Дверь Рут была закрыта.
Мы на цыпочках прошли мимо. Рупор едва сдержался, чтоб не захихикать.
Уилли взял фонарик с кухонного стола, и Донни осторожно открыл дверь в подвал.
Ступеньки заскрипели. С этим ничего не поделаешь, оставалось только молиться и надеяться на лучшее.
Дверь убежища тоже заскрипела, но не так ужасно. Мы вошли, ступив босыми ногами на холодный бетонный пол, как и она — и там стояла Мэг, такая же, какой мы ее запомнили, хотя времени прошло всего ничего — такая же, какой мы ее себе представляли.
Ну, не совсем.
Ее руки побелели и покрылись красными и синими пятнами. И даже в жалком свете фонарика можно было увидеть, как она побледнела. Она вся покрылась гусиной кожей, соски затвердели и сморщились.
Она услышала, что мы вошли, и издала слабый жалобный стон.
— Тихо, — прошептал Донни.
Она послушалась.
Мы не сводили с нее глаз. Так, словно это была какая-то святыня —или экзотическое животное в зоопарке.
Словно и то, и другое одновременно.
Сейчас я думаю — может, все было бы иначе, не будь она такой красивой, не будь ее тело таким молодым, сильным и пышущим здоровьем, будь она уродливой обрюзгшей толстухой. Может и нет. Может, это произошло бы в любом случае. Неизбежное наказание чужака.
Но я склоняюсь к мысли, что это случилось именно потому, что она была красивой и сильной, а мы — нет, поэтому мы с Рут сделали с ней это. Осудили ее за красоту, за все, что она для нас значила и не значила.
— Спорим, она пить хочет? — сказал Рупор.
. Да.
— Чтоб дать ей воды, придется вытащить кляп, — сказал Уилли.
— И что? Не будет она шуметь.
Он шагнул вперед.
— Ты же не будешь шуметь, да, Мэг? Нельзя будить маму.
Нет. Она твердо качнула головой. Сразу видно — и вправду хочет пить.
— И ты ей веришь? — спросил Уилли.
Донни пожал плечами.
— Будет шуметь — тоже нарвется на неприятности. Она же не дура. Так что дайте ей попить.
— Я принесу, — сказал Рупор.
За стиральной машиной располагалась раковина. Рупор открыл кран, и мы услышали, как тихонько побежала вода. Он проделал это неожиданно тихо.
И вел себя неожиданно тихо, для Рупора-то.

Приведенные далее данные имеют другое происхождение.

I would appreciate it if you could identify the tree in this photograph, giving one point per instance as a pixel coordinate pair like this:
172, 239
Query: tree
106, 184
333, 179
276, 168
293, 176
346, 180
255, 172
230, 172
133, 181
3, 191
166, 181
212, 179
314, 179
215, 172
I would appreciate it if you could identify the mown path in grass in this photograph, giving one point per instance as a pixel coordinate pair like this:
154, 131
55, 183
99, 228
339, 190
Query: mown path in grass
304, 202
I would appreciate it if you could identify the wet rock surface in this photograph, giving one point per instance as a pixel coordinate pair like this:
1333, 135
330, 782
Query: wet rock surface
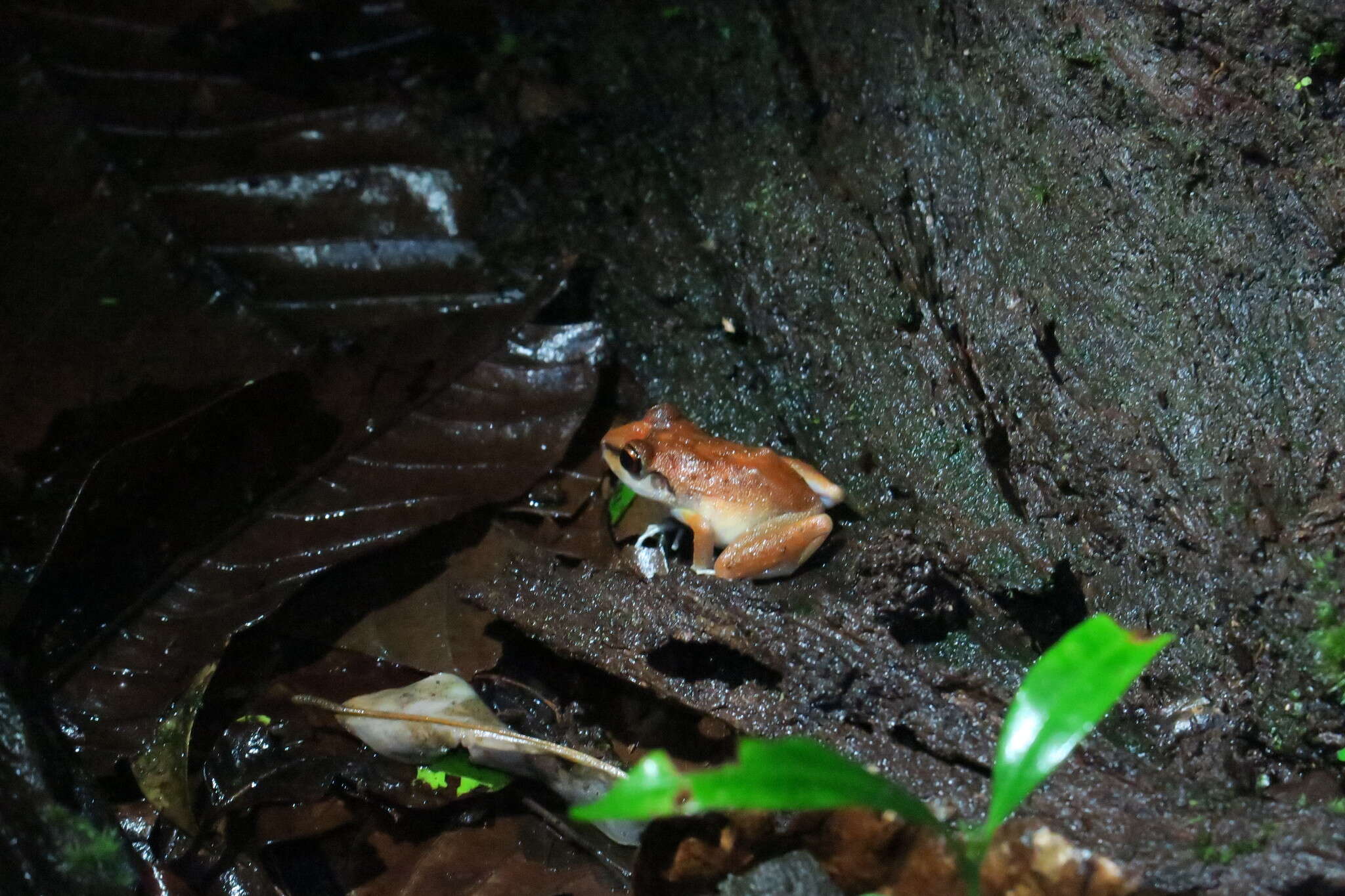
1051, 288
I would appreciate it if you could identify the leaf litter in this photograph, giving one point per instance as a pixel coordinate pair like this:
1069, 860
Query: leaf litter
331, 218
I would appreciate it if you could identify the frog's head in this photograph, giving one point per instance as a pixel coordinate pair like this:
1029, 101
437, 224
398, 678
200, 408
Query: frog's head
631, 452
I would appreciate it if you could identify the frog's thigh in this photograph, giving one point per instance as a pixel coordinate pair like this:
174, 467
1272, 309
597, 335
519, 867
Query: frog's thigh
774, 548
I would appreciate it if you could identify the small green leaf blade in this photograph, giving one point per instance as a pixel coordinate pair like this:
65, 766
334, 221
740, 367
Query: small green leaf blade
654, 788
619, 503
779, 775
1063, 698
458, 765
797, 774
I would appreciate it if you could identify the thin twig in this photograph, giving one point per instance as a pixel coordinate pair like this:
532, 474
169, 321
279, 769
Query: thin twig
568, 833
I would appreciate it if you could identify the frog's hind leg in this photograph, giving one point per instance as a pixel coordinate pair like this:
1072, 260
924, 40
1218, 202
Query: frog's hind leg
774, 548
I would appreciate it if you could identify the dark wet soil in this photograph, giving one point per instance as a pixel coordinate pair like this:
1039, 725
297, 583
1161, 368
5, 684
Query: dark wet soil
1052, 289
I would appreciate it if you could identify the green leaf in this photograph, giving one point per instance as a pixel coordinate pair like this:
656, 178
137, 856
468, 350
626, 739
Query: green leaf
619, 503
162, 769
468, 774
791, 774
1061, 699
654, 788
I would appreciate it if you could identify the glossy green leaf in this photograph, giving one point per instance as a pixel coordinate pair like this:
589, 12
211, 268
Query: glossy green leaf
1061, 699
619, 503
653, 789
790, 774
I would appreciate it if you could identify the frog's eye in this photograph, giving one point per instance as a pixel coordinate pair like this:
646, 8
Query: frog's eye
631, 463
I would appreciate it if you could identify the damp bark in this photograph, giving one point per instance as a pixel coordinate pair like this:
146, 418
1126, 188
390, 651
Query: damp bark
1055, 291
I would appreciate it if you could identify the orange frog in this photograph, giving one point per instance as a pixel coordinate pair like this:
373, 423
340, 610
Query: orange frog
766, 509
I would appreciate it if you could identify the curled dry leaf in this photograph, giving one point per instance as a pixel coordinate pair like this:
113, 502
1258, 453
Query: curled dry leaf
443, 712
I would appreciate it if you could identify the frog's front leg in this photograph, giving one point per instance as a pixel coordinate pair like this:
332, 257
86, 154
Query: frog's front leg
703, 540
774, 548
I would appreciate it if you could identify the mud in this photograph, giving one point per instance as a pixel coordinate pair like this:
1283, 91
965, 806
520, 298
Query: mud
1053, 289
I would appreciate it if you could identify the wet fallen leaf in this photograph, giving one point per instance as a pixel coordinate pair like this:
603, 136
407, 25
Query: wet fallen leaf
162, 769
487, 863
431, 629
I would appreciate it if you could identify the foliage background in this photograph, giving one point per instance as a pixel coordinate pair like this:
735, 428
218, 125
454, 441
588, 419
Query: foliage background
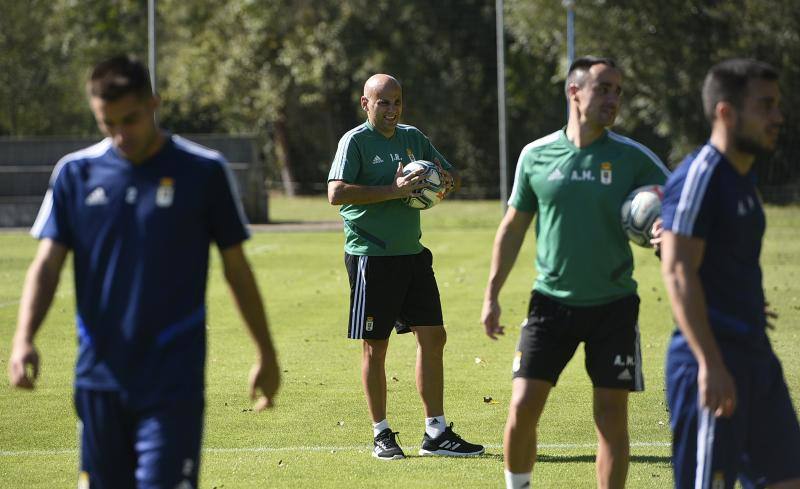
291, 71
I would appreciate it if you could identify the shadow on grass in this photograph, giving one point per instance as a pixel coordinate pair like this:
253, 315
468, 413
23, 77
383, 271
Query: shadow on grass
560, 459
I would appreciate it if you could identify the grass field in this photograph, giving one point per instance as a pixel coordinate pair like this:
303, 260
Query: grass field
319, 433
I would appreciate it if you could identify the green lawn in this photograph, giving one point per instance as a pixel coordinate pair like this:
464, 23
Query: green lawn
319, 434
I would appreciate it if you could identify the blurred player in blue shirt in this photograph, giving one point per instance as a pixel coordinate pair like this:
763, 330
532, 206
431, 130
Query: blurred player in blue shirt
731, 413
139, 211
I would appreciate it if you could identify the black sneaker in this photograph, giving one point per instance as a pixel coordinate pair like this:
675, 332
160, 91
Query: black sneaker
386, 447
449, 444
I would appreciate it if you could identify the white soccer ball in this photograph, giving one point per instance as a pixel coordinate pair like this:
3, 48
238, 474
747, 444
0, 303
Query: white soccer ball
639, 211
432, 193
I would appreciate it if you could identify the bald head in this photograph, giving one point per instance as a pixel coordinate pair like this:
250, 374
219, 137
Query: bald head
377, 83
383, 103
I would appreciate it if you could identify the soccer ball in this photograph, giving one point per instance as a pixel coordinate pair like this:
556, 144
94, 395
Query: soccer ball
432, 193
639, 211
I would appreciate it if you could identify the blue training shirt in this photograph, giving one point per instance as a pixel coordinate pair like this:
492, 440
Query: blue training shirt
140, 237
707, 198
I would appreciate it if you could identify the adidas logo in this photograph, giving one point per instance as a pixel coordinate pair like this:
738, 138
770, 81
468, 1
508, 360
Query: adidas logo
450, 445
97, 197
555, 175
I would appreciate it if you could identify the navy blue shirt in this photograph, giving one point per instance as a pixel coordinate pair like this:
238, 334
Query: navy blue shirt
707, 198
140, 237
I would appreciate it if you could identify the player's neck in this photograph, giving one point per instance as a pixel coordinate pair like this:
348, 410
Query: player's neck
582, 134
154, 147
741, 161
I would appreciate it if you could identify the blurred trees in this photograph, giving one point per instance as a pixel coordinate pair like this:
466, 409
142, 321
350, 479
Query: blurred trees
292, 71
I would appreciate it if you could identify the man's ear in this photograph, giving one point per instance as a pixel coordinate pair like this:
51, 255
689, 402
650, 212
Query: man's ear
726, 113
572, 90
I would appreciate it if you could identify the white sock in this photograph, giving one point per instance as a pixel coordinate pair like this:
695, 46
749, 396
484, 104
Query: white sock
378, 427
518, 481
435, 426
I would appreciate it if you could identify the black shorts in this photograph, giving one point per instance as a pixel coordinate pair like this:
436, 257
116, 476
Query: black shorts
391, 292
610, 333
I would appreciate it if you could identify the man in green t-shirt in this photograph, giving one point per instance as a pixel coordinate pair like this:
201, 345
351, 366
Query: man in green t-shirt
575, 180
392, 284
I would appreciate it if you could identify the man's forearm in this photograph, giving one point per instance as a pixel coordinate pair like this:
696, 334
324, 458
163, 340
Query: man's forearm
689, 309
346, 193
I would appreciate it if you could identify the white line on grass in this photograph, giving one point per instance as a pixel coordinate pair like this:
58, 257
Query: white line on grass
312, 448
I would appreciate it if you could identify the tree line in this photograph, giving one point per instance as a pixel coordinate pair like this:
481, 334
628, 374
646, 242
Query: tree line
291, 71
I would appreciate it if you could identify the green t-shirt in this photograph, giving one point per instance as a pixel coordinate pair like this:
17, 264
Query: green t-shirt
367, 157
582, 253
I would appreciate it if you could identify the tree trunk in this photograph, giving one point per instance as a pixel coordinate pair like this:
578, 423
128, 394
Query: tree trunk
282, 154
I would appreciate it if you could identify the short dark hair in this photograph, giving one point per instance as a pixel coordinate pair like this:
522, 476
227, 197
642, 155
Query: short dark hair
116, 77
579, 67
727, 82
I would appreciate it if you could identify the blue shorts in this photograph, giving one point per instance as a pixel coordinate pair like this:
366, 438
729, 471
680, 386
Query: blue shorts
759, 444
122, 448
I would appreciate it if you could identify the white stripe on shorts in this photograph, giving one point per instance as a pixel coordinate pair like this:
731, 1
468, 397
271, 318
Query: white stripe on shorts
359, 301
705, 448
638, 375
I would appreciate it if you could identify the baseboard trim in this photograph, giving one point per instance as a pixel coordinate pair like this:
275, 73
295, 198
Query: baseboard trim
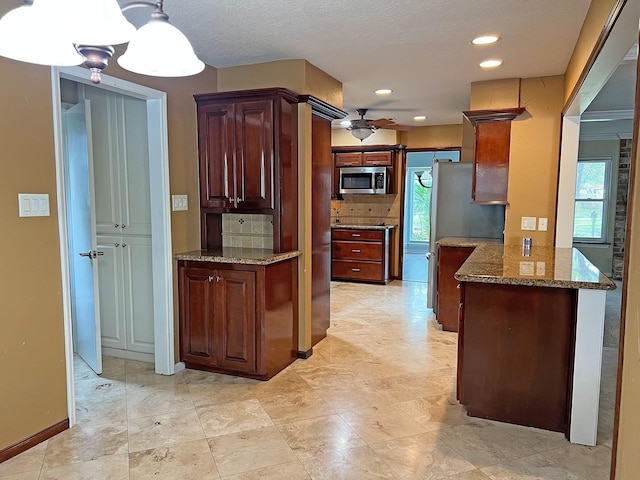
23, 445
305, 355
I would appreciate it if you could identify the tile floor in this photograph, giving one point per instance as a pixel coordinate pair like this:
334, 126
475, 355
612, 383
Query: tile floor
376, 401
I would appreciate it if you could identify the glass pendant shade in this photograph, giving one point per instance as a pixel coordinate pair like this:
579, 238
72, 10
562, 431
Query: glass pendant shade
161, 50
96, 22
30, 33
361, 132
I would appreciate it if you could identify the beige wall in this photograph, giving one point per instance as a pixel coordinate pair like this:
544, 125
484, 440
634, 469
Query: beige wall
32, 364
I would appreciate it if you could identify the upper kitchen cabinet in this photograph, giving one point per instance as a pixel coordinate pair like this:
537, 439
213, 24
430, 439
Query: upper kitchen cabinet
247, 144
492, 140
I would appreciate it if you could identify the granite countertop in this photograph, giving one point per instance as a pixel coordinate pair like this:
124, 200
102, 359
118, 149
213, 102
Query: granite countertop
465, 241
362, 227
545, 267
246, 256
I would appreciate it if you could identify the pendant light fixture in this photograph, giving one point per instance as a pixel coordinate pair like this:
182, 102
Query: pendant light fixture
84, 31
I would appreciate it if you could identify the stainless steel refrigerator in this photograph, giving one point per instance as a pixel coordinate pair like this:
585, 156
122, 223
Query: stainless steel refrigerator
453, 215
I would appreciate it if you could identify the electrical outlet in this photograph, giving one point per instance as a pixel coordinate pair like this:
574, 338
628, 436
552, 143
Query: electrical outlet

Уилли развязал кляп, как в прошлый раз, и вытащил грязный кусок тряпки изо рта. Мэг застонала и стала двигать челюстью из стороны в сторону.
Рупор вернулся со старой банкой из-под фруктов, полной воды.
— Нашел за банками с краской, — сказал он. — Воняла совсем чуточку.
Донни взял ее и поднес к губам Мэг. Девушка пила жадно, довольно урча с каждым глотком. Она осушила банку в считанные секунды.
— Боже мой, — сказала она. — Боже мой. Спасибо.
Странное было чувство. Словно все было забыто. Словно она на самом деле была нам благодарна.